Javier Pena Diaz
2200 København N.
Primary fields of research
Mismatch Repair roles in disease;
the Good, the Mischievous and the Ugly.
Originally, the DNA repair system mismatch repair (MMR) was described in bacteria as a system that prevented accumulation of mutations. In this capacity, it was later found to maintain genomic stability in a range of organisms. The clinical relevance of these studies was revealed when in humans, deficiencies in MMR were found to cause hypermutating phenotypes and predisposition to development of several cancers, including cancers of the colon and endometrium. The mechanism of action and the factors involved were identified using biochemical approaches and MMR was placed as one of the main safeguards of genome stability. Surprisingly, it was later found that MMR is also associated with mutagenic DNA transactions at the immunoglobulin locus. Here, the high fidelity function of MMR is corrupted and introduces rather than prevents mutations. We coined the term non-canonical MMR (ncMMR) to describe this mutagenic pathway. At the immunoglobulin locus, this mischievous version of MMR contributes in a beneficial way to the creation of the antibody repertoire needed, but ncMMR contributes also to disease when functioning at different loci. This is the case of ncMMR activities at complex DNA repetitive sequences that can form secondary structures. In particular, ncMMR promotes instability at trinucleotide repeats that is the underlying cause of several neurological disorders.
My group is interesting in understanding how a high fidelity DNA repair mechanisms turns into a mutagenic one. We focus on identifying the factors that may affect this pathway choice and analysing the function of ncMMR at DNA sequences that be susceptible to its mutagenic action such as trinucleotide repeats and telomeres.
The MMR interactome
Several interactome studies have revealed a complex landscape of interactions between MMR proteins and proteins involved in replication, chromatin maintenance, factors which are found at ssDNA tracks, factors that contribute to repair of dsbreaks and some molecular tools such as the helicases. Up to date, the relevance of some of these interactions remains largely unknown. Our goal is to determine whether any these factors play a role promoting the mutagenic activity of ncMMR.
MMR in trinucleotide repeat expansion associated with neurological disorders
An increasing number of neurological disorders are found to be caused by expansion of certain repetitive sequences. These repetitive sequences have a define length in healthy individuals and an expanded length above a threshold which has pathological consequences. The most common of the repeats associated to disease are trinucleotide repeats (TNR) and the clinical manifestations vary depending on the gene affected. On the other hand, the mechanisms that promote the instability of these sequences seem to be conserved. Instability is believed to be caused by the formation of mutagenic slipped-DNA structures at these sequences and aberrant processing by DNA repair machineries (such as MMR). Our current focus of research is CAG repeat expansion (associated with Huntington’s disease and several spinocerebellar ataxias), and the involvement of the DNA repair machinery, mismatch repair (MMR). CAG repeats in coding regions of the gene encode for glutamine tracts (poly-Q). Expanded CAG repeats lead to longer poly-Q tracts known to become unstable and promote formation of protein aggregates typical of disease (e.g. huntingtin protein aggregates in Huntington’s disease patients).

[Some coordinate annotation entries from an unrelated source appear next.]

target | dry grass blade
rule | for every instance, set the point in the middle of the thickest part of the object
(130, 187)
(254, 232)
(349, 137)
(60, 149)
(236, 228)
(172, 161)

Our goal is to identify the factors and mechanisms that mediate MMR-dependent TNR expansion.
MMR at telomeres
One of the requirements to achieve cell immortality is to preserve or maintain the end of the chromosomes, the so-called telomeres. Most cancer cells achieve this goal by re-activation of the enzyme telomerase but in up to 15% of all cancers the telomeres are maintain in a telomerase independent manner by a mechanism relying on recombination between telomeres. This alternative lengthening of telomeres (ALT) pathway is prevalent among cancers with poor prognosis such as glioblastomas and sarcomas. How cells engage and regulate the ALT phenotype remains largely unknown. One of the mechanisms proposed to affect this choice is mismatch repair (MMR). Our research focuses in analysing the influence of MMR in telomere maintenance and the interference of MMR with other DNA repair enzymes that modulate telomere homeostasis.